Karmada: Open, Multi-Cloud, Multi-Cluster Kubernetes Orchestration

endymi0n · on April 27, 2021

No questions on the technical implementation, this looks impressive. Nevertheless, I'm getting more and more convinced that the whole multi-cloud topic is snake oil, an engineering self-purpose and basically the ORM discussion of the '00 years reloaded.

When you're betting on any of the large, public clouds, what you're paying extra on top compared to colocation is basically renting an insanely large and experienced operations team that's solely incentivized by keeping the services running and connected. I'm not saying the large players will never fail, but at least they are designed and built to that standard at any single point of contact.

Even at a _single_ public cloud, bugs and misconfigurations far outweigh any hardware failure. I've seen routing configurations or the Kubernetes backplane fail on GCP that took down my services, but never ever even a whole Availability Zone.

The farther you zoom out, the larger the probability of misconfiguration and failure by excessive technological complexity compared to individual server or service failure.

I did myself a favor once and wondered what's the actual cost if our site goes down and for how long.
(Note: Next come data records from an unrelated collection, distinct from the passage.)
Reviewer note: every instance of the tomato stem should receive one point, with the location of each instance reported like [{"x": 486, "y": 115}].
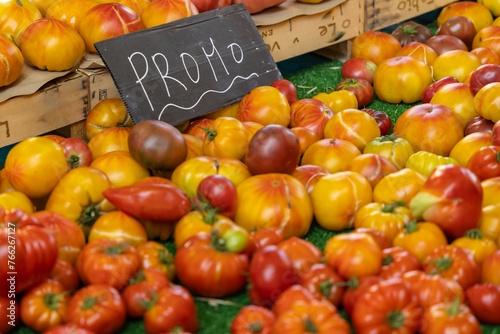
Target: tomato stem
[
  {"x": 310, "y": 327},
  {"x": 395, "y": 319},
  {"x": 255, "y": 327}
]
Surely it's high, you might be surprised to actually compare that against what you're paying for in risk management.

With that number in hand, I decided for example that the risk and adjusted cost of whole AZ failure is negligible compared to what we were paying for in intra-AZ traffic and happily put all of our production network back into one AZ (backups excluded of course).
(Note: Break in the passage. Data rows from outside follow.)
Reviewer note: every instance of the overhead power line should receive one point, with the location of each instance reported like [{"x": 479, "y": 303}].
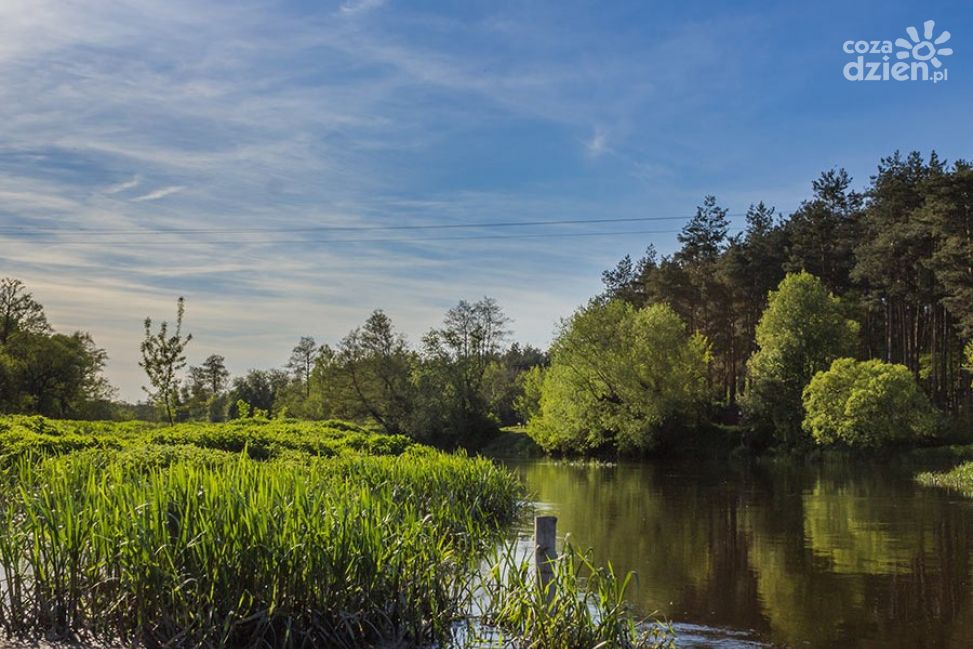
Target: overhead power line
[
  {"x": 33, "y": 231},
  {"x": 402, "y": 240}
]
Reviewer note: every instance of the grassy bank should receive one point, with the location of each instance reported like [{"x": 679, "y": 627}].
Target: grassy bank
[
  {"x": 959, "y": 478},
  {"x": 252, "y": 533}
]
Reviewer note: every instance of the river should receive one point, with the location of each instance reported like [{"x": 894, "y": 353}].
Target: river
[{"x": 776, "y": 554}]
Also, on the cost side, you'll usually get larger discounts and massively save on traffic costs if you just bet on a single cloud that should far outweigh any savings you might get by the leverage of avoiding lock-in, or buying individual services cheaper on specific clouds.

Then again, we're not servicing any life critical systems. Your mileage may vary.

x3c · on April 27, 2021

Regardless of multi-cloud deployment preferences, multi-cloud readiness has tremendous value in itself.

Biggest of the values is having the freedom and choice to pack up from one cloud and go to another at the drop of hat.

Another equally important reason is to provide some commoditization of cloud providers so they don't grow all powerful.

It also keeps cloud market open for new entrants that can come in with better/different value propositions than the existing players and stand a fighting chance of playing upon merits.

Unless you (as in general developer and not you specifically) want cloud providers to become massive rent seeking institutions, keep optionality in the ecosystem.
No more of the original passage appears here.